Starvation could kill more Afghans than last twenty years of war
- Six months since the shift in power in Afghanistan, humanitarian needs have skyrocketed.
- One million children are at risk of the most severe form of malnutrition.
- “Right now, every day Afghans are being punished by international policies that are leaving millions on the brink of starvation,” says IRC Afghanistan director Vicki Aken.
- Leaders in the United States and Europe must address the economic crisis to enable ordinary Afghans to meet their basic needs.
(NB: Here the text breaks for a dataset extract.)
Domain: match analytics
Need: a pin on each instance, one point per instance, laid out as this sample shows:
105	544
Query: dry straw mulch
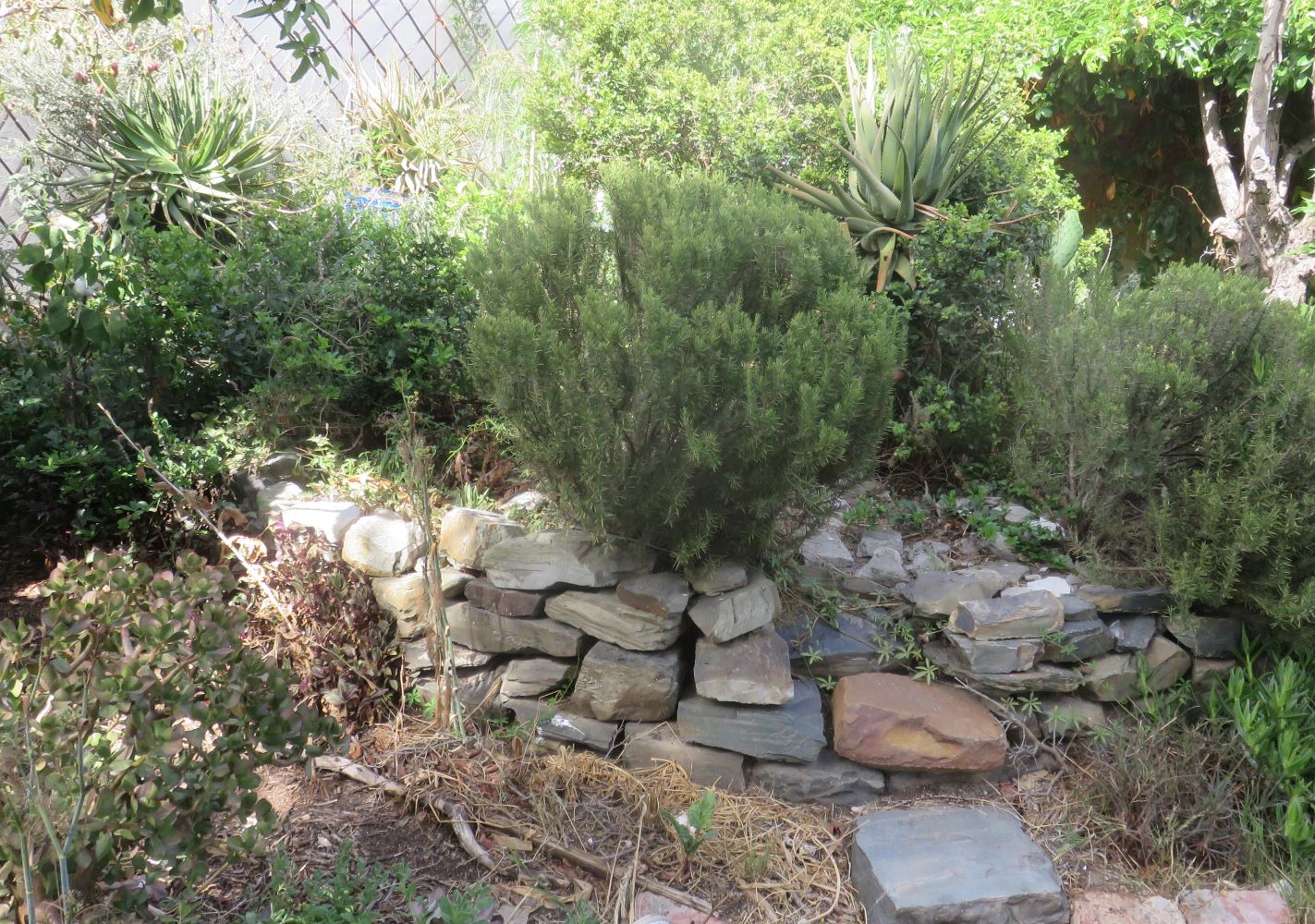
770	861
- Population: 41.7 million
- People in need of humanitarian aid: 24.4 million
- Rank in Human Development Index: 169 of 189
- Started work in Afghanistan: 1988
Plagued by decades of violent conflict and natural disasters, Afghanistan has created one of the largest refugee populations in the world. The IRC provides humanitarian relief and recovery assistance to those affected by crises.
For years, Afghanistan has struggled with a declining economy and dwindling security.
Years of conflict, poverty and the disruption caused by the pandemic were already taking their toll on the people of Afghanistan. The recent conflict and change of government, coupled with the worst drought in 27 years, have tipped the country over the edge. Economic collapse has sent food prices soaring.
Afghanistan ranks number one in the IRC's list of crises that are expected to deteriorate the most in 2022.
Despite many years of aid, Afghanistan’s former government struggled to provide clean water, electricity, safe roads and education services for its people. As a result, 24 million Afghans need humanitarian support.
Afghanistan is also embroiled in one of the most dangerous conflicts for civilians in the world: 2021 is on track to be the deadliest in over a decade—unless world leaders take action. International pressure is needed to protect civilians and enable aid workers to safely reach all those in need.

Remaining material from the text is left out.